To overturn the Feb. 12 defeat, the Knicks needed to prove a “misapplication of the official playing rules” rather than a judgment error by the referees.

“Because the foul call at issue reflected an error in judgment, New York did not demonstrate a misapplication of the playing rules, and the extraordinary remedy of upholding a game protest was not warranted,” the NBA said.

The Knicks filed a protest after a leaping Brunson was called for a foul as the Rockets’ Aaron Holiday unleashed a deep, one-handed desperation heave late in regulation in a 103-103 game in Houston.

With 0.3 on the clock, Holiday made two free throws to clinch a 105-103 victory in a game that otherwise would have gone to overtime.

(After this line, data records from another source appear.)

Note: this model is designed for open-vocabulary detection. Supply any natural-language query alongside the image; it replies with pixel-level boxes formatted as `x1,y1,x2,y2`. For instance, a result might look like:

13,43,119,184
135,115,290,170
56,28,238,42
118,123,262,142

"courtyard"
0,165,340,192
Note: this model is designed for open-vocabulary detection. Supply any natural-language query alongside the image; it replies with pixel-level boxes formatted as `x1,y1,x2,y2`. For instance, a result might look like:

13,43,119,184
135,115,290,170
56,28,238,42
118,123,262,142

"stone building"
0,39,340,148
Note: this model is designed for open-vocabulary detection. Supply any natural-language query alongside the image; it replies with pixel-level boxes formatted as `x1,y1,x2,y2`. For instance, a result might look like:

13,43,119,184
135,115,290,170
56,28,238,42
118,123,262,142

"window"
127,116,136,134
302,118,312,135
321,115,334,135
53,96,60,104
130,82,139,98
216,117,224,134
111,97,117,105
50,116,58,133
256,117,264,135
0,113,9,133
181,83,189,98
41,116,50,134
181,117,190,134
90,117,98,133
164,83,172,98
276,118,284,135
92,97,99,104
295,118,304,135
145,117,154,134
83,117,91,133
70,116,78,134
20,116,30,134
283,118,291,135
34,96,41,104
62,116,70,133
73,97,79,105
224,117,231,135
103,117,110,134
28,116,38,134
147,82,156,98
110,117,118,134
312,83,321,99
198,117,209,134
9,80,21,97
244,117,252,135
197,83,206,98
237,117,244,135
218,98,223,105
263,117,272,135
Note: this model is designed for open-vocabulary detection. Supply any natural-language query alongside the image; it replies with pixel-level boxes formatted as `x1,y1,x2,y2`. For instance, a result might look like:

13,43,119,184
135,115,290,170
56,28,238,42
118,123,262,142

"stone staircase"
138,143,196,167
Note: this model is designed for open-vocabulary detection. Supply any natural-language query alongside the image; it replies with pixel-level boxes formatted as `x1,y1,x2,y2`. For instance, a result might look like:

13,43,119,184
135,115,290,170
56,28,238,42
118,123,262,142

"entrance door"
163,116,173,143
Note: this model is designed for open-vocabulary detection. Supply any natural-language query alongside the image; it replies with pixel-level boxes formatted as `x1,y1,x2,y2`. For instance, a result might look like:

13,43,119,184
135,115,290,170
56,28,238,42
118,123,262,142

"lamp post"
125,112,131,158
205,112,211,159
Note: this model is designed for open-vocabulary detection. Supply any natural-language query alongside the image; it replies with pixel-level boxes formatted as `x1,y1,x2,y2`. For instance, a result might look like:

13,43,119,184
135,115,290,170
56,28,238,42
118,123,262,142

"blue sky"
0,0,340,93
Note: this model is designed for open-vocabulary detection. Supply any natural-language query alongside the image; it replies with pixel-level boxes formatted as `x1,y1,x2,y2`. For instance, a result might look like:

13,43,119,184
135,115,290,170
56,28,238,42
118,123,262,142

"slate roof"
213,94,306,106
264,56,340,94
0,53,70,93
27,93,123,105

“In live action it was felt that the lower body contact was illegal contact,” crew chief Ed Malloy said in the subsequent postgame pool report. “After seeing it during postgame review, the offensive player was able to return to a normal playing position on the floor. The contact which occurred after the release of the ball therefore is incidental and marginal to the shot attempt and should not have been called.”

With Wednesday’s denial, the outcome remains a hard-luck loss for a banged-up Knicks team that’s dropped six of its last eight games, all of which came without the injured Julius Randle or OG Anunoby in the lineup.

The NBA has only upheld six protests, most recently in 2007.

The Knicks can take some solace in knowing they got away with a 113-111 victory Monday over the NBA-worst Detroit Pistons in which the refs said they missed a late loose-ball foul on New York’s Donte DiVincenzo. The officials admitted afterward they should have called a foul with Detroit up 111-110, seconds before the Knicks’ Josh Hart made a game-winning lay-up.